SUPERMARKETS: DO YOU KNOW ME, LOVE ME?

June 4th, 2014 Posted by Retail brand building, retail brand relevance, shopper experience, Supermarket strategy, Uncategorized 0 comments on “SUPERMARKETS: DO YOU KNOW ME, LOVE ME?”
Image of young couple with cart in supermarket

Is your supermarket about cans and boxes or food experiences?

Relevance should guide retail brand value propositions…

By Bob Wheatley

Research shows that home cooks typically learn and establish expertise around 10 menus. And while these may evolve or modify over time, the number of them tends to remain the same. Thus the items purchased – while also varying here and there – will retain a measure of continuity.

This behavior suggests that digital tools could identify a pattern of behavior in purchase that becomes a form of fingerprint for shoppers — and thus the ability to match offers and unique benefits that fall in line with shopper basket preferences. With it comes an opportunity to increase loyalty because the store “knows my item needs and preferences.” What helps in this process is the “rinse and repeat” nature of human behavior around the menu variations we tend to learn/accommodate.

Thus there’s a key role for technology, especially mobile tools, to build from this condition in the shopping environment. That said when we talk about the old-world imagery of corner shopkeeper who knows the wants and needs of Mrs. Smith, while the knowing is important, its really the human interaction and relationship that helps cement the store-to-customer bond.

High touch is a very human thing. Do you really know me??

Scaled supermarket experiences have morphed into self-help trips where contact has been minimized. And supermarket companies work hard to control staffing costs by reducing them and in many cases working to eliminate them. Hmmm.

Yesterday I visited the opening of another Mariano’s store in Chicago’s Lincoln Park city neighborhood. It’s an 88,000 square-foot homage to food and retail experience. A form of culinary Disneyland — with an out-sized emphasis on stations that were akin to “rides” of indulgent-ness that made shopping a true adventure.

The corner store high touch philosophy.

The staff to customer ratio was unprecedented in my experience. At every turn in a store geared to place primary emphasis on fresh and prepared products and food-court offerings, were trained employees taking a Nordstrom like interest in helping people with their shopping choices. Accelerating this was the army of servers with trays passing samples of fresh and prepared items for shoppers to try. A feast of sensory experiences and tastes.

Then the multitude of sampling stations manned by key category vendors who were also inviting more taste experiences in all parts of the store from perimeter to grocery. I interacted with more Mariano staff in one visit than a lifetime of shopping other banners.

The recalibration of store footage to real foods, fresh and prepared, plus emphasis on restaurant-as-food-store alters the P&L and builds higher margin categories into the balance sheet.
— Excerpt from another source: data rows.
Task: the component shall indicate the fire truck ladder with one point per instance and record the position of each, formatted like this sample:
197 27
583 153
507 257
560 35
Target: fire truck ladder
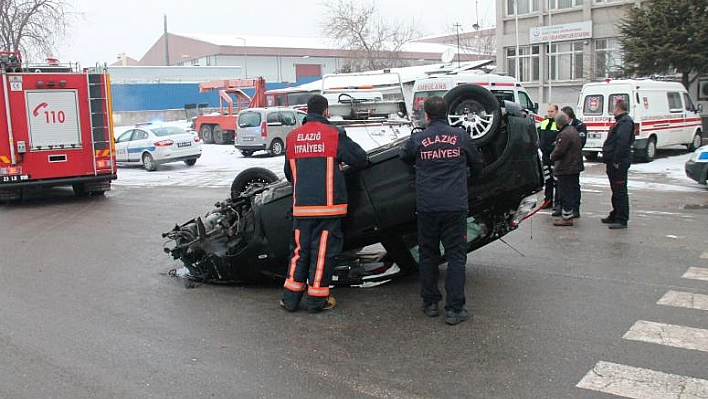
100 112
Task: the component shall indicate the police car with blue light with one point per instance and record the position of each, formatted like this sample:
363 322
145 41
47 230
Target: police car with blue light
697 165
154 145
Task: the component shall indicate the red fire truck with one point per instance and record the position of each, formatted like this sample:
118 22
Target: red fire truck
56 128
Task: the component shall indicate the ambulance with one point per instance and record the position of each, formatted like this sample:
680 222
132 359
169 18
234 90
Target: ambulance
663 113
56 128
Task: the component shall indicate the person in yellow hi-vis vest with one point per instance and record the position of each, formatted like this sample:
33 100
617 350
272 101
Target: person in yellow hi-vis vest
547 134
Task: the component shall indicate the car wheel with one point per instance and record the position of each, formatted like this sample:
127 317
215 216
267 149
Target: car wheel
696 142
650 150
80 190
251 178
218 134
475 109
277 147
149 163
591 155
205 134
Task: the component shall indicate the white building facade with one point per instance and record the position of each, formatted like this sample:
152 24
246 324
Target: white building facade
555 46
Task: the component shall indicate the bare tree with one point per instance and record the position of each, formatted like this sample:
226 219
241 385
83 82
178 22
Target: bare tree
33 26
377 43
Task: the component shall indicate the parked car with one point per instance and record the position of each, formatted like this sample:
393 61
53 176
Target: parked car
265 129
697 166
154 145
663 113
246 237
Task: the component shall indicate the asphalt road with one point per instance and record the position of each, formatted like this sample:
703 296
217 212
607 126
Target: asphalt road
87 310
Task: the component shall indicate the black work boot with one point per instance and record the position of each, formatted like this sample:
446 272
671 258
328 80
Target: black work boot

With it comes the ability to staff differently. And then drive to the mother of all opportunities: real relationships between people centered on our love affair with food.

It’s the food…

Many retailers believe they’re in the box, can and bag shelving/pricing business. Food is supposed to be a culinary adventure, and for those who understand it’s all about the food comes an enormous opportunity to refine the retail experience while returning in contemporary style to a shopkeeper/customer interaction that heralds the long-gone memory of corner store. And the corner store never had a Vegan grill bar.

So technology that works backwards from the very human interest and love of taste, flavor has the best shot at making a difference. Apple’s recent acquisition of Beats Music an example: the owners of Beats aren’t headphone engineers or software geniuses. They are music industry folk who understand how music motivates people, their emotions — and the love people have for song, verse and beat. In their world, it’s the music stupid. In grocery, it’s the food stupid. The tools we use are (should be) simply a means to help facilitate the end – the meal at home.

Safe to say when the tool becomes more important than the human bond, we’ve lost sight of what this is really all about.